UNDP and Global Fund Strategies

A number of key partners in the response to HIV, TB and malaria, as well as other diseases, recognize the importance of promoting a rights-based approach. A number of UN, UNDP and health partner strategies[1]—which guide UNDP’s work—explicitly mention the importance of promoting a rights-based and gender-sensitive approach to achieving the Sustainable Development Goals (SDGs).  The HIV, Health and Development Strategy 2016-2021: Connecting the Dots elaborates UNDP’s core work in reducing inequalities and social exclusion that drive HIV and poor health, promoting effective and inclusive governance for health, and building resilient and sustainable systems for health. UNDP also contributes through its coordinating and convening role in bringing together multiple partners and resources at national and local levels

In the context of Global Fund grants, this is especially relevant for SDG 3:  Ensure healthy lives and promote well-being for all at all ages, which must be interpreted in light of the commitments under the cross-cutting Goal 5 on gender equality and women’s empowerment. Such an approach will help to ensure the sustainability of HIV results and support the achievement of the goals of the UNAIDS Strategy 2016-2021, the Global Fund Strategy 2017-2021 and contribute to progress on the SDGs.
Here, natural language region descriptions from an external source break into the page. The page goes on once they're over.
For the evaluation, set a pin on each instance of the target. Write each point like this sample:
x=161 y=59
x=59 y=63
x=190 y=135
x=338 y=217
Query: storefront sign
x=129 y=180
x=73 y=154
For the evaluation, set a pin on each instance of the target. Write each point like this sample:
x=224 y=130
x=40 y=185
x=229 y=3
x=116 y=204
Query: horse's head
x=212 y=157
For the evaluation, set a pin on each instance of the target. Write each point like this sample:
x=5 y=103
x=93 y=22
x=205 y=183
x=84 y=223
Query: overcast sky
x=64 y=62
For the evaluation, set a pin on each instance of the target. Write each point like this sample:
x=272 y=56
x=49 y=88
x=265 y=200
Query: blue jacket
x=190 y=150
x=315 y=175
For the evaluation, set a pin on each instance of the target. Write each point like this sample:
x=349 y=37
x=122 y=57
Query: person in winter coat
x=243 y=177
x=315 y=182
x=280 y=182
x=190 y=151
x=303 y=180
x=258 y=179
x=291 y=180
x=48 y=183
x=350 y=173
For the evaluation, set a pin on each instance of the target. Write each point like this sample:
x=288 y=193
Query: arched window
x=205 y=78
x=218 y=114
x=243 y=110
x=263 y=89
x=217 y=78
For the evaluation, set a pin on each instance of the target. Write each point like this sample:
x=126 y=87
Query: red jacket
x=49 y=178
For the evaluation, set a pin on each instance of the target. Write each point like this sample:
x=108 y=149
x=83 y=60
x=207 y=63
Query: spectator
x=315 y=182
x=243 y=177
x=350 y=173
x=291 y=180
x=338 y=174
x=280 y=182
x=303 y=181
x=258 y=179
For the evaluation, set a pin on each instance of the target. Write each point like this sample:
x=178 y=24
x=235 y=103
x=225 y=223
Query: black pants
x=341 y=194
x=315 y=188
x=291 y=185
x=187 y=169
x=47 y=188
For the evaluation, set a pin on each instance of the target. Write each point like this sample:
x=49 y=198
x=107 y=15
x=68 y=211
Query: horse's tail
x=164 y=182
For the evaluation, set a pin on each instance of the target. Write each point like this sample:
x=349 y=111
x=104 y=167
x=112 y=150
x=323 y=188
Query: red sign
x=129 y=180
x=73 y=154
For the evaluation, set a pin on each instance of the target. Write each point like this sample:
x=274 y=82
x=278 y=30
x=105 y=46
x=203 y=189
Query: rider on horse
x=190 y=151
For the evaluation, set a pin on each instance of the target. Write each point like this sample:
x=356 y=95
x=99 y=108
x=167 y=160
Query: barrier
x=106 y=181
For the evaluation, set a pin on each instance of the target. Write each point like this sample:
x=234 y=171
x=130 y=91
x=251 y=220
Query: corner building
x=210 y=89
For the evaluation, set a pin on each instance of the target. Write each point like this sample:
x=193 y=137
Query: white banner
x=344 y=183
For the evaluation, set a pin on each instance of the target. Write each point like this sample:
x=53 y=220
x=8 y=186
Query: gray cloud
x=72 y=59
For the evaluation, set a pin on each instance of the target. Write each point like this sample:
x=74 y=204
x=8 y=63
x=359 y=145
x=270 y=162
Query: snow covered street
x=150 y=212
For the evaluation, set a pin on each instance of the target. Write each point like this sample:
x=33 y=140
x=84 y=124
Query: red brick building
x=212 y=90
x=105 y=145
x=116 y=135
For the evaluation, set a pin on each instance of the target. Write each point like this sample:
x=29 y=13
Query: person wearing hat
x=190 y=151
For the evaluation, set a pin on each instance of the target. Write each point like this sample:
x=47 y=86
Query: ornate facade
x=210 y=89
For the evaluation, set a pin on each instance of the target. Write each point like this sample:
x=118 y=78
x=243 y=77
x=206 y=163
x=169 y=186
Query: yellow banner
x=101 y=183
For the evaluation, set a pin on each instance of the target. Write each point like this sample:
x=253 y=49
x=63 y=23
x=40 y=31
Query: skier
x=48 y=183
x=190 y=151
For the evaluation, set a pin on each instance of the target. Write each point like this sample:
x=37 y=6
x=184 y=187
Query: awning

In particular, the Global Fund’s Strategic Objective #3, for the 2017-2022 Strategy, calls for investments to “promote and protect human rights and gender equality.”  Strategic Objective # 3 is further developed in operational objectives, which call for: scaling-up programmes to support women and girls, including programmess to advance sexual and reproductive health and rights; investing to reduce health inequities including gender- and age-related disparities; introducing and scaling up programmes that remove human rights barriers to accessing HIV, TB and malaria services; supporting meaningful participation of key and vulnerable populations and networks in Global Fund-related processes; and integrating human rights considerations throughout the grant cycle and in policies and policymaking processes.

 

[1]UNDP’s work in HIV and health is guided by the 2030 Agenda for Sustainable Development, the UNDP Strategic Plan 2014–2017, the UNDP Global Programme 2014–2017 and related Regional Programmes, as well as complementary UNDP strategies such as the Gender Equality Strategy 2014–2017, the Youth Strategy 2014–2017 and the UNDP Strategy on Civil Society and Civic Engagement. The work is also consistent with relevant partner strategies, including the UNAIDS Strategy 2016–2021 ‘On the Fast-Track to End AIDS’, the Global Fund Strategy 2017–2022 ‘Investing to End Epidemics’, the WHO Framework Convention on Tobacco Control (2005), the Global Action Plan for the Prevention and Control of Non-Communicable Diseases 2013-2020 and the Every Woman, Every Child initiative of the United Nations.